Todtleben s’est emparé d’Erzeroum. Je vous ai informé, je pense, que sa dernière conquête était la ville de Cotatis. On ne va pas si vite en guerre, parce qu’il faut faire deux repas par jour, et que, pour que cela se fasse, il faut avoir ou trouver de quoi.

Je veux sincèrement la paix, non parce que les ressources me manquent pour faire la guerre, mais parce que je hais l’effusion du sang humain. Si M. Moustapha fait de l’opiniâtre, j’espère qu’il nous trouvera, l’année qui vient, partout où nous pourrons le persuader qu’il vaut mieux céder aux circonstances pour sauver son empire que de pousser l’entêtement jusqu’à l’extrémité.

Les Grecs, les Spartiates, ont bien dégénéré ; ils aiment la rapine mieux que la liberté. Ils sont à jamais perdus s’ils ne profitent point des dispositions et des conseils du héros que je leur ai envoyé. Je ne parle point des Vénitiens je trouve qu’il n’y a que le pape et le roi de Sardaigne qui aient du mérite en Italie.
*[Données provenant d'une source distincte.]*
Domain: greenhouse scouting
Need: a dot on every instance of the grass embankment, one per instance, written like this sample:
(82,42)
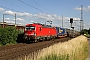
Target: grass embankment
(75,49)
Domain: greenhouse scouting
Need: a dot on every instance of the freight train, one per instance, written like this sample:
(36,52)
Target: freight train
(38,32)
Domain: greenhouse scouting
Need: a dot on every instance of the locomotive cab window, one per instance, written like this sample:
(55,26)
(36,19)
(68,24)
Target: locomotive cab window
(30,27)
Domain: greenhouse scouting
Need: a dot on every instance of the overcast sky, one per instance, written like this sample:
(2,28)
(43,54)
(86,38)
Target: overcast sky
(41,11)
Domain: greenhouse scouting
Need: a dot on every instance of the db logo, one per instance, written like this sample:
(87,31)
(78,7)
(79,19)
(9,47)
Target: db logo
(87,59)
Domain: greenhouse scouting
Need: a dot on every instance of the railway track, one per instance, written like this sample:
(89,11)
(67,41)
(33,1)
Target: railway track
(13,51)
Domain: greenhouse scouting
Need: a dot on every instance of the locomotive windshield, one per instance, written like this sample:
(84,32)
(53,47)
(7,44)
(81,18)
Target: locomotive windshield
(30,28)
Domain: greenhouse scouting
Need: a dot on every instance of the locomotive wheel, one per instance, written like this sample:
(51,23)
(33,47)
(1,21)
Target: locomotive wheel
(36,40)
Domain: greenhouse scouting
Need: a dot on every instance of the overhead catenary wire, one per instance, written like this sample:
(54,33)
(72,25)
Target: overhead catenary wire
(41,6)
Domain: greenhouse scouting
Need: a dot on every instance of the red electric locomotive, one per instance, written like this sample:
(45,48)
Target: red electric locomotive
(36,32)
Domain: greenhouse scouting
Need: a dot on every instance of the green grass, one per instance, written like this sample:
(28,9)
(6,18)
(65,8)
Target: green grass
(79,53)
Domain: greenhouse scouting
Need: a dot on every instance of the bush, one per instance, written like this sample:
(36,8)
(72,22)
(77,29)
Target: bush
(8,35)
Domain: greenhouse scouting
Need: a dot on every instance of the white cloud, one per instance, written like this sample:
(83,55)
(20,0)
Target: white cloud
(84,8)
(77,8)
(9,12)
(1,9)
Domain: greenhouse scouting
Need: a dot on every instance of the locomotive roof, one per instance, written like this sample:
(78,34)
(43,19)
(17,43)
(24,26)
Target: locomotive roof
(43,25)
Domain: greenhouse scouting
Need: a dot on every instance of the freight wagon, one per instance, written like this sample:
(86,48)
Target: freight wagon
(36,32)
Soyez assuré, monsieur, qu’on ne saurait sentir plus de satisfaction que j’en ressens chaque fois que je reçois de vos lettres ; elles contiennent tant de témoignages de votre amitié que je ne puis que vous en être très-obligée.

Catherine.

P. S. Dans ce moment on vient de m’apporter la nouvelle que Belgorod, en turc Akkermann, sur le Dniester, s’est rendu le 26 de septembre par capitulation. Bientôt, je pense, vous entendrez parler de votre Brahilow.

8045. — À M. LE BARON GRIMM.
De Ferney, 10 octobre.

Mon cher prophète, je suis le bon homme Job ; mais j’ai eu des amis qui sont venus me consoler sur mon fumier, et qui valent mieux que les amis de cet Arabe. Il est très-peu de gens de ces temps-là, et même de ces temps-ci, qu’on puisse comparer à M. d’Alembert et à M. de Condorcet. Ils m’ont fait oublier tous mes maux. Je n’ai pu malheureusement les retenir plus longtemps. Les voilà partis, et je cherche ma consolation en vous écrivant autant que mon accablement peut me le permettre.

Ils m’ont dit, et je savais sans eux, à quel point les Welches sont déchaînés contre la philosophie. Voici le temps de dire aux philosophes ce qu’on disait aux sergents, et ce que saint Jean[1] disait aux chrétiens : « Mes enfants, aimez-vous les uns les autres ; car qui diable vous aimerait ? »

Ce maudit Système de la Nature a fait un mal irréparable. On ne veut plus souffrir de cornes dans le pays, et les lièvres sont

  1. Épîtres, chapitre iv, verset 7.